I admit I don’t know much about Frank Newton; a 78-meister like Steve Buscemi in “ghost world”, I am not. But we’ve all heard of a guy called eminem. Sometimes people can collide without ever having met. To begin at the end: April Winchell’s father, ventriloquist Paul Winchell, died the other day. This isn’t about him. April is a DJ and blogger whose website has scads of wondrous funny mp3’s. There’s a section of bad nirvana covers. There’s a scat singer who sounds like he might be possessed by demons. even vincent price is getting in the fun, cooking small boys.
But the tune I really like here is a mash-up called eminem vs. ragtime (uncensored). I don’t know the rag, though it sounds like one of the better known ones.
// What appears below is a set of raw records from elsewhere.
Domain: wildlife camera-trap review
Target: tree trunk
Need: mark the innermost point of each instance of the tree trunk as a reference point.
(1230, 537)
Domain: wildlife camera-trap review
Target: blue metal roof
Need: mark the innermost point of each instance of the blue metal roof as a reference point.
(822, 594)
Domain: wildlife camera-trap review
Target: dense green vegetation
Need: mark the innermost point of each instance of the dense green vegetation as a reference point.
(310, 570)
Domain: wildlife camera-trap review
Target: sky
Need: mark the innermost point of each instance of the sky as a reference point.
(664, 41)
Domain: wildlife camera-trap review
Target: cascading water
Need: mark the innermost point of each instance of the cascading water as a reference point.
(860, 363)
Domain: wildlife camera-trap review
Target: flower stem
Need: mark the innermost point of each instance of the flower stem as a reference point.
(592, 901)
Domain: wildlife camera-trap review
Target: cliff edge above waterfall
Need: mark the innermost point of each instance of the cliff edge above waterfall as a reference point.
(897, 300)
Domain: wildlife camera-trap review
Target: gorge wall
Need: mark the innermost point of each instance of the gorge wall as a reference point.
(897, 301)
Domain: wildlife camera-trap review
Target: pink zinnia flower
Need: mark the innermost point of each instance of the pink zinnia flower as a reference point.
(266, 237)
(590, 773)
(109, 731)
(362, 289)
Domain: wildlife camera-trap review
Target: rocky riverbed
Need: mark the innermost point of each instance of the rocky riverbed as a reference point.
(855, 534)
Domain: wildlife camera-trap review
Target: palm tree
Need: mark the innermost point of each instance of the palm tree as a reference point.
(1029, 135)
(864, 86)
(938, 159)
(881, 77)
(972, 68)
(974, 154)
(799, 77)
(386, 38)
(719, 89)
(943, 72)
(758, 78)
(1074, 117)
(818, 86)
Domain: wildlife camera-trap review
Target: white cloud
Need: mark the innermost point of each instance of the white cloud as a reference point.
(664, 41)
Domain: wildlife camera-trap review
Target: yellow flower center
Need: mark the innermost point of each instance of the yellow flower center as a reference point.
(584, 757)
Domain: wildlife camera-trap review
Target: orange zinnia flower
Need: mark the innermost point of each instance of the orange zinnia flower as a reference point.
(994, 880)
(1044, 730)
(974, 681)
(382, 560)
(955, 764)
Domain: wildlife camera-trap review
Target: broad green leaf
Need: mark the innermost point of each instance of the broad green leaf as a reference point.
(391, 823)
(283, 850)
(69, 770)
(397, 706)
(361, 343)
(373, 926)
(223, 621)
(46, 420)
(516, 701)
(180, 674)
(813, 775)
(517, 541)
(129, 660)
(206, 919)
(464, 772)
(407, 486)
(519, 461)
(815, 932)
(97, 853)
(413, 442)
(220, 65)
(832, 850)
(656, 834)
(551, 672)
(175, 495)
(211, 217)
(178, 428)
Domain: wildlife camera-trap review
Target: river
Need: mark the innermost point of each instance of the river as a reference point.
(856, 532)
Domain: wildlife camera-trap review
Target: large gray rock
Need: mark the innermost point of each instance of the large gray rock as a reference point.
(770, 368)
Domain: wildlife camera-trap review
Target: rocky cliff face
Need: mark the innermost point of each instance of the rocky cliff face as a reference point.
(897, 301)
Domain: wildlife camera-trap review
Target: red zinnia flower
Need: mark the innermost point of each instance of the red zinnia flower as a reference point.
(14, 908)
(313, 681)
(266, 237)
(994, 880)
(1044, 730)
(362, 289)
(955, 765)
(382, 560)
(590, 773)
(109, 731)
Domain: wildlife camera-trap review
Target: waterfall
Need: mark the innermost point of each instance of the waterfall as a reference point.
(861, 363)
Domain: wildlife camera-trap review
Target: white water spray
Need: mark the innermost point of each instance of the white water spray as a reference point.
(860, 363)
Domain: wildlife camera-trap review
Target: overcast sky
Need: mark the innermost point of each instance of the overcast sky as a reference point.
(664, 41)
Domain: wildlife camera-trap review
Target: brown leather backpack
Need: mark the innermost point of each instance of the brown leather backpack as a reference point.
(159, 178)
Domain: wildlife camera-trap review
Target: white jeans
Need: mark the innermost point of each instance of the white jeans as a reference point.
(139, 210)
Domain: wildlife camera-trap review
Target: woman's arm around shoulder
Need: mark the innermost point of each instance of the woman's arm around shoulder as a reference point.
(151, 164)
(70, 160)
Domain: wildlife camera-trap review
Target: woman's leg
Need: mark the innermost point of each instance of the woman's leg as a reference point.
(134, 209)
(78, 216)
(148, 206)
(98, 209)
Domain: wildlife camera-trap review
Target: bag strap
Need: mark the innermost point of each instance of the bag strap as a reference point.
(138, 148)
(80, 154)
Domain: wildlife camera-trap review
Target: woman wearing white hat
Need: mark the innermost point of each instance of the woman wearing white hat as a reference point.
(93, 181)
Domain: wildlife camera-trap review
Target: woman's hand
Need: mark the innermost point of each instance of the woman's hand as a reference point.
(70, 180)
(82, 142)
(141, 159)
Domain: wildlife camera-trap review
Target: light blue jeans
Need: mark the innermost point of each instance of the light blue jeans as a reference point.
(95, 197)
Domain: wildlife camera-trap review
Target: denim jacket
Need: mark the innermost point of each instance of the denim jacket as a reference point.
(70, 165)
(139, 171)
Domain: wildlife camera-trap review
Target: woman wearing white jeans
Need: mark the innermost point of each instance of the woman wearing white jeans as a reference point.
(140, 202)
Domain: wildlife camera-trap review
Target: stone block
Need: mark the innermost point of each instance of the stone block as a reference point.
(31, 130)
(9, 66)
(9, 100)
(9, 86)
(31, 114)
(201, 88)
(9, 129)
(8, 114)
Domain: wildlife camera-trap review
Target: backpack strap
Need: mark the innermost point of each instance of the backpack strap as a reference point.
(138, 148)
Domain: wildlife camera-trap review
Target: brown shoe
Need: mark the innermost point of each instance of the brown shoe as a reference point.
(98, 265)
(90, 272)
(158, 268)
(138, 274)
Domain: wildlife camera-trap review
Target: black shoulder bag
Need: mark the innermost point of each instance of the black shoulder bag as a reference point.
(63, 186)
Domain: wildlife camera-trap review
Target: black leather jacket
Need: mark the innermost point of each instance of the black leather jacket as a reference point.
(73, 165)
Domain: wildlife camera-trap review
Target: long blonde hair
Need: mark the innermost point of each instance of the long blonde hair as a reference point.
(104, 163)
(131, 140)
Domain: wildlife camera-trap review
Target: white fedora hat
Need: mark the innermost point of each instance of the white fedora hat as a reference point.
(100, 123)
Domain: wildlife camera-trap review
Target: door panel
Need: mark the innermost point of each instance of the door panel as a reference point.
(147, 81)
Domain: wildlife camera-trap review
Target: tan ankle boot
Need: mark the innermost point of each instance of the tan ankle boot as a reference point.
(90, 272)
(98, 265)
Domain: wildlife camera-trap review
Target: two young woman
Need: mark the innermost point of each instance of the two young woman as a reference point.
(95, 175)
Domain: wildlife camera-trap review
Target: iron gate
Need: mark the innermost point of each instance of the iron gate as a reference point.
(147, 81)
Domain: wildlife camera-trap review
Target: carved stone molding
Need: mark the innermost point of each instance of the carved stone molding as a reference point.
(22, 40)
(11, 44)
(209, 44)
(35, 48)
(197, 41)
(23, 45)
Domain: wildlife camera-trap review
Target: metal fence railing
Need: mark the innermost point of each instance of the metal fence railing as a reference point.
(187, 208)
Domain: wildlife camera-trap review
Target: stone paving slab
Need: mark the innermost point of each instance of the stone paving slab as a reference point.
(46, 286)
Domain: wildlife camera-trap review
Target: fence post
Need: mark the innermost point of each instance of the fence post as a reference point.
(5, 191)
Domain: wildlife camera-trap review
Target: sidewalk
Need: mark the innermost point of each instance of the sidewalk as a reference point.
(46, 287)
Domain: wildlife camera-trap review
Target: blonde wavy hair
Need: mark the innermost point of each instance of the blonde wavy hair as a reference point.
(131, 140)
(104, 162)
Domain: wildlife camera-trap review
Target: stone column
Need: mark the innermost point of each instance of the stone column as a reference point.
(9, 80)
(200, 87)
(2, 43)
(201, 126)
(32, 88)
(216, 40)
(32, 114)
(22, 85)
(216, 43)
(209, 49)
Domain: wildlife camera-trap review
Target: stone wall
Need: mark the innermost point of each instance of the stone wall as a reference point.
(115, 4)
What’s remarkable is the rhythmic sophistication of marshalll mathers’ rapping; this mash-up could never work without it. even if you hate rap, it’s hard to do well. and if we’re impressed with the way this modern rapper meshes with the old music, what are we to say about someone who created something not very different in 1937?
frankie newton was a trumpeter who stayed busy from the late 1920’s to the 1940’s, and played on billie holiday’s song “strange fruit”. he’s got bona fides if he never did anything else; jasmine records over in england offers a two-cd anthology of his work. in 1937, frankie newton and his uptown serenaders cut a hyperventilated, hilarious rave-up called onyx hop. Like any other song a band would record in those bygone days, the whole group would crowd around a single microphone in the studio, do the whole piece from start to end, and not make a single mistake; this was back when every roadhouse had a band, and there were lots of paid musicians about, though very few got rich. Every recording session was a live gig; you didn’t have the modern problem of artists making great-sounding records and being awful in person. Everybody had their parts down cold, or they got fired.
oh, yeah. the song is about weed.
and I consider it one of the best songs of the 20th century; it really sounds 50 years ahead of its time. the lunatic, high-precision ensemble playing is typical thirties hot jazz; but the vocal is a two-part singsong chant about getting stoned on cannabis down at the onyx club. it came out about the same time the big business interests got hemp outlawed; you’re never gonna hear it on the radio; it’s the punk rock of the depression. jim kweskin’s jug band covered it back in the ‘60’s, so perhaps some old hippies remember that version; but for the rest of us, it’s a breath of smoky air.